Der irakische Diktator Saddam Hussein soll umfangreiche Maßnahmen ergriffen haben, um die UN-Waffeninspektoren über seine Programme zur Herstellung von Massenvernichtungswaffen zu täuschen. Darüber berichtet der britische Geheimdienst.
London - Berater in der Downing Street gaben ihrerseits diese Nachricht an zwei Londoner Tageszeitungen unterschiedlicher Couleur weiter, an die «Times» (konservativ) und den «Independent» (liberal), die gestern ausführlich über dies Dossier berichteten. Demnach sind Hunderte von irakischen Wissenschaftlern, Verwaltungsbeamten, Mitgliedern der regierenden Baath-Partei und Technikern von Saddam in die Pflicht genommen worden, diverse Komponenten zur Herstellung von chemischen und bakteriologischen Waffen sowie die dazu gehörenden Dokumente, inklusive Computer und Laptops, in ihre Häuser zu bringen und dort zu verstecken.
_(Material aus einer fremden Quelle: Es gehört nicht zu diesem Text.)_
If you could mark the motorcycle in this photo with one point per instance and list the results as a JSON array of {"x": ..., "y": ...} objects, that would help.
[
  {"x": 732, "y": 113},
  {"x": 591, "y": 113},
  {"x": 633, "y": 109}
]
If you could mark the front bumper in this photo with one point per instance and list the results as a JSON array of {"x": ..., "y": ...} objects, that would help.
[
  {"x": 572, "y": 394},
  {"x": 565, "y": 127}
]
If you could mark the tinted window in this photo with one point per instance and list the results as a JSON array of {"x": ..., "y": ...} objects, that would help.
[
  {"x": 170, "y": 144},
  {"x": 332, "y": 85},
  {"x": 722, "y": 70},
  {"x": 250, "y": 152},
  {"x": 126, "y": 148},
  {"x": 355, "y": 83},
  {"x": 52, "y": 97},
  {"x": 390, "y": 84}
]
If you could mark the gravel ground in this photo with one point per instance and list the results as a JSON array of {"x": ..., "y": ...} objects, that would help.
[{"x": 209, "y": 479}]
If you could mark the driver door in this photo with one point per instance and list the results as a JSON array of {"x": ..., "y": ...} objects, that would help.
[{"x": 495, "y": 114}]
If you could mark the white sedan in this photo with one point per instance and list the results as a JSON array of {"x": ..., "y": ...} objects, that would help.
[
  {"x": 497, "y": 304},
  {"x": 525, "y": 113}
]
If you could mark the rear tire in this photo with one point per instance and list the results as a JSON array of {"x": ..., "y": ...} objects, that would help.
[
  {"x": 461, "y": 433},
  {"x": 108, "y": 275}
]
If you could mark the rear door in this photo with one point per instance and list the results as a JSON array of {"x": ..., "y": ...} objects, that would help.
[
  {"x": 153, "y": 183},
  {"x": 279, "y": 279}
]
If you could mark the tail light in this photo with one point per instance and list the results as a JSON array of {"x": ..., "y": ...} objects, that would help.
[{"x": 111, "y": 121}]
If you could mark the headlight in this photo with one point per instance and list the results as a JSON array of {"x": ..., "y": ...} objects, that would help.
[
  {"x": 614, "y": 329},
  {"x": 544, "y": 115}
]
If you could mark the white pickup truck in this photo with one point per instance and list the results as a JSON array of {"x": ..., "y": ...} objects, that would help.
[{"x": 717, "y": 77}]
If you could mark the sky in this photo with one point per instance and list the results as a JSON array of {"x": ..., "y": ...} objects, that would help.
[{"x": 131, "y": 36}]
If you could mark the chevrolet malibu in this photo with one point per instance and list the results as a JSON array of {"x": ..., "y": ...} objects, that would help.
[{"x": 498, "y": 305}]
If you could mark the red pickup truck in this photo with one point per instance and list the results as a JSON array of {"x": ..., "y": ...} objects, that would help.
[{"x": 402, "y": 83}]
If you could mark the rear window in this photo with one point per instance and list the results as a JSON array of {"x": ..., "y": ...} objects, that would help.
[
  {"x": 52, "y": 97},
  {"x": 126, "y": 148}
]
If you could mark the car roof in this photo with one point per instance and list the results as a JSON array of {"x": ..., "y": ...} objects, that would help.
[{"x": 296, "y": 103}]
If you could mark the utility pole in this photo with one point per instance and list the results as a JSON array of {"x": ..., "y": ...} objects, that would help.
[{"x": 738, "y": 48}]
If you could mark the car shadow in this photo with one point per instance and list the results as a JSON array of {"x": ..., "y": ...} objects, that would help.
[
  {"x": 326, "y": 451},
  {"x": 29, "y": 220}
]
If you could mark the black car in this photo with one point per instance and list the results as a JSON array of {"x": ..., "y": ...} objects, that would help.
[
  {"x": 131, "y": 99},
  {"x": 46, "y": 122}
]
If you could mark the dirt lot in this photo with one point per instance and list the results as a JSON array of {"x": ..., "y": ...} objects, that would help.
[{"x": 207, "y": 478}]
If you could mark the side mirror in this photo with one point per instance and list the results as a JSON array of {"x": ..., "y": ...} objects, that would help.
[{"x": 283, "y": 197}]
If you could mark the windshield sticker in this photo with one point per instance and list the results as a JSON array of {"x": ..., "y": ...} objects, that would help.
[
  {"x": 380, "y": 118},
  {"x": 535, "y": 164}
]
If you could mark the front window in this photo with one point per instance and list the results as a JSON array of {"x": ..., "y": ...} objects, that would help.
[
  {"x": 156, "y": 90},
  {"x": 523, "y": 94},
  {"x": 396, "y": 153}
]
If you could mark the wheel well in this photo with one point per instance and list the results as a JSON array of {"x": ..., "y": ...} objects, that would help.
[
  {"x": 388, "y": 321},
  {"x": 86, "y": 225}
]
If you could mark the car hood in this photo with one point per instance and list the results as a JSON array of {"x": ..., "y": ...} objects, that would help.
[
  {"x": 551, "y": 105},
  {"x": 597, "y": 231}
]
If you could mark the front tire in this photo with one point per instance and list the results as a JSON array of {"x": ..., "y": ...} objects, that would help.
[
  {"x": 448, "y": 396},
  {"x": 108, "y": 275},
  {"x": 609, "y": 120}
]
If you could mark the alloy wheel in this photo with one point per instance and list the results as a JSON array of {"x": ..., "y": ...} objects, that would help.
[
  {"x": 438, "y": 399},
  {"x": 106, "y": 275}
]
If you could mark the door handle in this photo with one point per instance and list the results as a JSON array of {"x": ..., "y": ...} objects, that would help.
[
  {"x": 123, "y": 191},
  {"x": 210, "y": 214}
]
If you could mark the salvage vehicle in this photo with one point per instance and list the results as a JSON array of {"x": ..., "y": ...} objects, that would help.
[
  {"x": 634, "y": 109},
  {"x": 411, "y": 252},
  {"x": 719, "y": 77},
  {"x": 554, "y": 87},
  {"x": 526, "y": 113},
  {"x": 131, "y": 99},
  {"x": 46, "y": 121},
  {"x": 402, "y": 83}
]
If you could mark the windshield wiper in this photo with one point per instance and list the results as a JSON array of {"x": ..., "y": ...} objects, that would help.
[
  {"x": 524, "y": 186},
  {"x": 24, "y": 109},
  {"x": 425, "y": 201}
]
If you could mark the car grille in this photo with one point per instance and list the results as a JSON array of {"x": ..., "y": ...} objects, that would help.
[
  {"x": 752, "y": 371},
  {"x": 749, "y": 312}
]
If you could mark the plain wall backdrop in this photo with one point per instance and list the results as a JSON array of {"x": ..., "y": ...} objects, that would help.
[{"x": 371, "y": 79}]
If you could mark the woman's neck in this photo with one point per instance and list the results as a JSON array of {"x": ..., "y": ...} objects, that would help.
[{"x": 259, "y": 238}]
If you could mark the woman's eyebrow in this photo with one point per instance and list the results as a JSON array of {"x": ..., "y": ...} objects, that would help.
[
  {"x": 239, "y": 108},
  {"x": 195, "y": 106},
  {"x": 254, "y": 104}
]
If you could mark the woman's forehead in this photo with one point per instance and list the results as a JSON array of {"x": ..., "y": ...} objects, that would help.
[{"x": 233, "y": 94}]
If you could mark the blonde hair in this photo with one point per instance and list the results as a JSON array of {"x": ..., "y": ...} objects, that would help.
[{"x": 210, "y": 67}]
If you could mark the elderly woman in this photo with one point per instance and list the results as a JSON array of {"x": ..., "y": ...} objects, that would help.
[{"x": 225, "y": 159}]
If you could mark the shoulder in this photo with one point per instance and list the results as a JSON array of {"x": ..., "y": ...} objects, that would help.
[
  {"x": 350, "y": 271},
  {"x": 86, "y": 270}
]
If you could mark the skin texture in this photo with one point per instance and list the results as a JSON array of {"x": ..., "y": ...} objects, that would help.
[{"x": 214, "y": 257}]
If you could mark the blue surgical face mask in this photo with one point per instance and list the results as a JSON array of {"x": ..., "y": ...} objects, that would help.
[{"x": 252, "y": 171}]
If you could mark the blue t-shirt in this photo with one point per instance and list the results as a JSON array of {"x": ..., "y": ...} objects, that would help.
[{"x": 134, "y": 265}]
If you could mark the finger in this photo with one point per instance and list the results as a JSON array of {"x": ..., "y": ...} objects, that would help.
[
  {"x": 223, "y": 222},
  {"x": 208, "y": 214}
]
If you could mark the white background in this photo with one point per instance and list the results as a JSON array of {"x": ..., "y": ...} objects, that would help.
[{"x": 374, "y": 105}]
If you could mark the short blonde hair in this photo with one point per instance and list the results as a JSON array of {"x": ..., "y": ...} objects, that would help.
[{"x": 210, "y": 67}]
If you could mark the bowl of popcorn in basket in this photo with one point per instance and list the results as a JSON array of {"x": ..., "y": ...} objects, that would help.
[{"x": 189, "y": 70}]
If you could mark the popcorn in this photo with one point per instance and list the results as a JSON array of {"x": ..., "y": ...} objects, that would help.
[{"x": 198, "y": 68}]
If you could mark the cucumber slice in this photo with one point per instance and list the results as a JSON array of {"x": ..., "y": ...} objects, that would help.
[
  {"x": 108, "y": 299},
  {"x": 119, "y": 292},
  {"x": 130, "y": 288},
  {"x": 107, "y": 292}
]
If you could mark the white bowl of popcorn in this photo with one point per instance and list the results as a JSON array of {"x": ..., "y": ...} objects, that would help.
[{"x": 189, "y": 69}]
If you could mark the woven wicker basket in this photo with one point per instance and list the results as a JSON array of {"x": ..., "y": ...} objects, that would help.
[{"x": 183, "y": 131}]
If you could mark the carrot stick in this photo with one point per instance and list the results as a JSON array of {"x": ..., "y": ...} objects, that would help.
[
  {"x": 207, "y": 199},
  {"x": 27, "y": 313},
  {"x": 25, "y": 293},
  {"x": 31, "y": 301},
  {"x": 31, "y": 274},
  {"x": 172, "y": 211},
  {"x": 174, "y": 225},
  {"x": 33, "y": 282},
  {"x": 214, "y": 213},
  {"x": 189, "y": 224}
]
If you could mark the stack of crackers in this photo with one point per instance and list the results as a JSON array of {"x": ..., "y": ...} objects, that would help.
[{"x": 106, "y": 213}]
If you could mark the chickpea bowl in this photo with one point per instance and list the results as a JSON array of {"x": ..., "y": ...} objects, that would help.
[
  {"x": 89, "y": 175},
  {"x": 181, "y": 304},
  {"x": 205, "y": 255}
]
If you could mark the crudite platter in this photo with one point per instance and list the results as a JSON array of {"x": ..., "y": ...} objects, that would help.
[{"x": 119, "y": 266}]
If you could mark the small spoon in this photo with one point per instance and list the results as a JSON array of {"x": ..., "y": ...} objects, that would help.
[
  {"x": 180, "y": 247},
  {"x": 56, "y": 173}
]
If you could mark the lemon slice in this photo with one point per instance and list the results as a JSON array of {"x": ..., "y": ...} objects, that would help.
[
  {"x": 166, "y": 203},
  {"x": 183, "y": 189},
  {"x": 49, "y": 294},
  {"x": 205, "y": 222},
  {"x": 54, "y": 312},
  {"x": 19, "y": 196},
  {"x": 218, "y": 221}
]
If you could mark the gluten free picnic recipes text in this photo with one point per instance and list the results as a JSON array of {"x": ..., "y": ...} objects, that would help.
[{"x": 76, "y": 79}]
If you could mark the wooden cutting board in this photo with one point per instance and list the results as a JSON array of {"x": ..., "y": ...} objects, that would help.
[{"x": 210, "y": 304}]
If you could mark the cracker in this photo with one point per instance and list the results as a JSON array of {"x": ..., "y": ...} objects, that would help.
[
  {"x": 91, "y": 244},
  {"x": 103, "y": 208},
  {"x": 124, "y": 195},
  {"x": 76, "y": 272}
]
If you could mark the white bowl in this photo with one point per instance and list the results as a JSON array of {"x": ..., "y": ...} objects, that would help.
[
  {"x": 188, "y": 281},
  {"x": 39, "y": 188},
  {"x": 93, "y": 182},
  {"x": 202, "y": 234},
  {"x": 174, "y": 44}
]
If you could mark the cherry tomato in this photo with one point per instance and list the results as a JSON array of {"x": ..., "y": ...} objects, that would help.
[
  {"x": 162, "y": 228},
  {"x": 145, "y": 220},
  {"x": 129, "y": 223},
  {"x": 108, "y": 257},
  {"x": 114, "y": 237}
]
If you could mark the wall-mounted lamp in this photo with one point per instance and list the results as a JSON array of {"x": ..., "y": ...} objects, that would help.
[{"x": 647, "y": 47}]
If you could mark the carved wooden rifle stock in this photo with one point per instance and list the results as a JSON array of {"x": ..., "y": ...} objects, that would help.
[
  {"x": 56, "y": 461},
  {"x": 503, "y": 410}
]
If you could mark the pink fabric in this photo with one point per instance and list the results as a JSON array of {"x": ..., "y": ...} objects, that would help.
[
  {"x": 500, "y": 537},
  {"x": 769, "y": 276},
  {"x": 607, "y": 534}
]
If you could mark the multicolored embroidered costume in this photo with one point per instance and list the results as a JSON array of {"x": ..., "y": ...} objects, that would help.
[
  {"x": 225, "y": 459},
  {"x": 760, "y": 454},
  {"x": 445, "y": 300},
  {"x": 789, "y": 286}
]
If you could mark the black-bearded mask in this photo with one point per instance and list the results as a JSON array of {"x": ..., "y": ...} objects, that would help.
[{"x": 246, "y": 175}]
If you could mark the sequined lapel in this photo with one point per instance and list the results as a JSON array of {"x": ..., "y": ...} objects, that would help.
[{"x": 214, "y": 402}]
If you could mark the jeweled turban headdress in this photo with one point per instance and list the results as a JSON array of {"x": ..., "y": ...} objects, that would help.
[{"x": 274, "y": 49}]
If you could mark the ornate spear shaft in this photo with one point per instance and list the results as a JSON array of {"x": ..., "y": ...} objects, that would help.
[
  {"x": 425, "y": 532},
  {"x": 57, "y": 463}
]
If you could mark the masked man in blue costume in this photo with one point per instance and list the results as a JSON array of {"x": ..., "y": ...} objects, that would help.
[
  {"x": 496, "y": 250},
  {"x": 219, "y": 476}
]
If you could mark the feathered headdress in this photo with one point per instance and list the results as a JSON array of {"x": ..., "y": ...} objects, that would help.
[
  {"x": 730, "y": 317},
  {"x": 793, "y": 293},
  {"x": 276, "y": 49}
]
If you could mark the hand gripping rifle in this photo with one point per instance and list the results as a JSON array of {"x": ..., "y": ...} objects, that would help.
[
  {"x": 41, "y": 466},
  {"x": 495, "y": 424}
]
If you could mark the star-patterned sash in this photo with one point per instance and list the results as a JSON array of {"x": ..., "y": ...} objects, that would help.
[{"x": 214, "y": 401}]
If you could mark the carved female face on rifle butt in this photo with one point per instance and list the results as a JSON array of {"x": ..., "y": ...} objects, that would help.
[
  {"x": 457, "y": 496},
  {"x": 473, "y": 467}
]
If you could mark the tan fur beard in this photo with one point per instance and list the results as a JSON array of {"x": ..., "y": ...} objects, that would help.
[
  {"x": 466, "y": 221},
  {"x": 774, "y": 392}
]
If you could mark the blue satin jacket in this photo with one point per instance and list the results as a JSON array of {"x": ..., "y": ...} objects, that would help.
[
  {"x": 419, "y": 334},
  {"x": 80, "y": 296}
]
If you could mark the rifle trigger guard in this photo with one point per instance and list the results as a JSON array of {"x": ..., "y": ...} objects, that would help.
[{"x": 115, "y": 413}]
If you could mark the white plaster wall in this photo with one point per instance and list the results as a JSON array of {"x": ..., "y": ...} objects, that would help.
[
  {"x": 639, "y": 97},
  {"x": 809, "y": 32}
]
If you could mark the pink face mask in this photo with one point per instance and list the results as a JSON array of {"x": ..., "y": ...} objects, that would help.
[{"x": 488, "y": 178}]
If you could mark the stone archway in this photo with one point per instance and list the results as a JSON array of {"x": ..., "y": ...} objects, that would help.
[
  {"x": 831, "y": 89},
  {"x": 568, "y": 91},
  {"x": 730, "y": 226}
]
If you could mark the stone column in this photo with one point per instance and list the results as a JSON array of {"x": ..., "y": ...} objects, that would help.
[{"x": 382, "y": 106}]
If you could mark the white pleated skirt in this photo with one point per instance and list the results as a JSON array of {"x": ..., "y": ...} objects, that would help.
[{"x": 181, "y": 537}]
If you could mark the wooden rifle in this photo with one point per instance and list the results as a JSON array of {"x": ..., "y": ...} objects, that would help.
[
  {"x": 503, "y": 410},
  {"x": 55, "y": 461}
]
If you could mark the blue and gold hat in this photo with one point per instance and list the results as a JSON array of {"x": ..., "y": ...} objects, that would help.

Allen Beteiligten wurden schwerste Strafen angedroht für den Fall, dass auch nur ein Stück dieser Materialien verschwinden oder gar in die Hände der Waffeninspektoren fallen würde - die durchkämmen derzeit Irak nach Indizien für die Produktion verbotener Massenvernichtungswaffen. Auch landwirtschaftliche Betriebe wurden offenbar gezwungen, sich an Saddams Täuschungsmanöver zu beteiligen, etwa durch Aufnahme von Fässern mit waffenfähigen Chemikalien unter ihre Bestände an Pestiziden.
US-Präsident George W. Bush und der britische Premierminister Tony Blair sind angeblich so besorgt über das Ausmaß der Vorgänge, dass sie erwägen, sich öffentlich an die betroffenen Personen zu wenden. Die Uno-Resolution 1441 hat bekanntlich Irak nicht nur zur Auflage gemacht, bis zum 8. Dezember eine lückenlose Dokumentation seiner Waffenbestände und Produktionsstätten vorzulegen; jeder Iraker ist verpflichtet, über alles, was er weiß, Auskunft zu erteilen. Wo dies mit zu großen persönlichen Risiken verbunden ist, sieht die Resolution vor, dass die Betroffenen zu gefahrloseren Verhören außer Landes gebracht werden können.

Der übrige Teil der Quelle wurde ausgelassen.